Companies will no longer be able to market antibacterial washes with triclosan, triclocarban and other similar ingredients, because manufacturers did not demonstrate that the ingredients are both safe for long-term daily use and more effective than plain soap and water in preventing illness and the spread of certain infections. Some manufacturers have already started removing these ingredients from their products.

“Consumers may think antibacterial washes are more effective at preventing the spread of germs, but we have no scientific evidence that they are any better than plain soap and water,” says Dr. Janet Woodcock, director of the FDA’s Center for Drug Evaluation and Research (CDER). “In fact, some data suggests that antibacterial ingredients may do more harm than good over the long term.”

The final rule applies to consumer antiseptic wash products containing one or more of 19 specific active ingredients, including the most commonly used ingredients—triclosan and triclocarban. These products are intended for use with water and are rinsed off after use. The rule does not affect consumer hand sanitizers or wipes, or antibacterial products used in healthcare settings.

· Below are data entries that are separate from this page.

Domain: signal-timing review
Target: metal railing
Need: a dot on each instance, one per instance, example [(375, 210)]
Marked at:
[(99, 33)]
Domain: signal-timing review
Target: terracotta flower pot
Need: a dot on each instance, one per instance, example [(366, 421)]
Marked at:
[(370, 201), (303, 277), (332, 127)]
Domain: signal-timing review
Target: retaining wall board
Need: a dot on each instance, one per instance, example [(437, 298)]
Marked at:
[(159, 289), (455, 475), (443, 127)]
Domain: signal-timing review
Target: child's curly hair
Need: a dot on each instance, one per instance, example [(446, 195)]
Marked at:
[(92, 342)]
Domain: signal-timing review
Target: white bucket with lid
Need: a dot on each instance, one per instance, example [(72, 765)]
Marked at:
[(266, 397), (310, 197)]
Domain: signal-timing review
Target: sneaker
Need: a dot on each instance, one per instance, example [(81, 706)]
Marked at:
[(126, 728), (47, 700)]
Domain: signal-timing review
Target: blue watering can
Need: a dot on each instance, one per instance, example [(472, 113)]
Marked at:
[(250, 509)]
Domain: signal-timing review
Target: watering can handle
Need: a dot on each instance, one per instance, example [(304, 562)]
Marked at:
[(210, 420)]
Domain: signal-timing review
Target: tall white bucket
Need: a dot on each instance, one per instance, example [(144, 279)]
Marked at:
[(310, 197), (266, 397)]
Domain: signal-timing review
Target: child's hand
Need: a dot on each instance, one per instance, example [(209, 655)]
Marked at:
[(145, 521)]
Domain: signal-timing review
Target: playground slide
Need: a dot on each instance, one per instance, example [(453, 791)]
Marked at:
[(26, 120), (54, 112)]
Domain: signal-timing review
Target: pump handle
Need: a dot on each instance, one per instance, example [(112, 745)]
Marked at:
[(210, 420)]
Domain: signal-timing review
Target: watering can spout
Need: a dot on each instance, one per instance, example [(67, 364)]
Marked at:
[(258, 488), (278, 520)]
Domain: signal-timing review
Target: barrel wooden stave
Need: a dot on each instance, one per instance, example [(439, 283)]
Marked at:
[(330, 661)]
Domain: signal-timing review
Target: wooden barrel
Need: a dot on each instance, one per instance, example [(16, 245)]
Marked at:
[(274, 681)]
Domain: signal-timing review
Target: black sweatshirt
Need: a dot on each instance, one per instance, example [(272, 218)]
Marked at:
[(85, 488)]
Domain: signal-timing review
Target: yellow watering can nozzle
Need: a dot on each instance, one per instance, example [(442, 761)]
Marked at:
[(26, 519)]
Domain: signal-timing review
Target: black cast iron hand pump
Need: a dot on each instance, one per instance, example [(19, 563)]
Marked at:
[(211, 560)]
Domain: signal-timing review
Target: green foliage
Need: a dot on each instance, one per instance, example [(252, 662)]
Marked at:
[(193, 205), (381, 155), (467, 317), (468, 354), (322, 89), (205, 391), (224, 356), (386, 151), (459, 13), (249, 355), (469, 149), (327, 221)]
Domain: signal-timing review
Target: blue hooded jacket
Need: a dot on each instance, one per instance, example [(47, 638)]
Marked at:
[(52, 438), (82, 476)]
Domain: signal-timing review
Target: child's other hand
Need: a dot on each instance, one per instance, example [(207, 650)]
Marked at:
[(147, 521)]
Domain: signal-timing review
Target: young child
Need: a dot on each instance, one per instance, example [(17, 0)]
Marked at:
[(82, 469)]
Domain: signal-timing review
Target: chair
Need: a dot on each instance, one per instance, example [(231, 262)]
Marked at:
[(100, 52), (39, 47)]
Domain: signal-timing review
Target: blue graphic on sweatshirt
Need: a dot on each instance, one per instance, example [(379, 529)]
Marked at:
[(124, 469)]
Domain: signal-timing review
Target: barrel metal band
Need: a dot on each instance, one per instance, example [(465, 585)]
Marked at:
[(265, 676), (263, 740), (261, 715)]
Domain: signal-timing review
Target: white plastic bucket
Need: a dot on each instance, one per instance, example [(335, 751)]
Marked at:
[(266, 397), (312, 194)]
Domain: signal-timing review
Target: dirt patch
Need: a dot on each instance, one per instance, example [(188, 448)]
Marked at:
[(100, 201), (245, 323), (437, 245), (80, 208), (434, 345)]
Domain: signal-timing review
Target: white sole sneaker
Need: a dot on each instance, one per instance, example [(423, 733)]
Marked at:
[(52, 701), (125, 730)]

In response to comments submitted by the industry, the FDA has deferred rulemaking for one year on three additional ingredients used in consumer wash products—benzalkonium chloride, benzethonium chloride and chloroxylenol (PCMX)—to allow for the development and submission of new safety and effectiveness data for these ingredients. Consumer antibacterial washes containing these specific ingredients may be marketed during this time while data are being collected.

Manufacturers have already started phasing out the use of certain active ingredients in antibacterial washes, including triclosan and triclocarban. Manufacturers will have one year to comply with the rulemaking by removing products from the market or reformulating these products by removing the antibacterial active ingredients.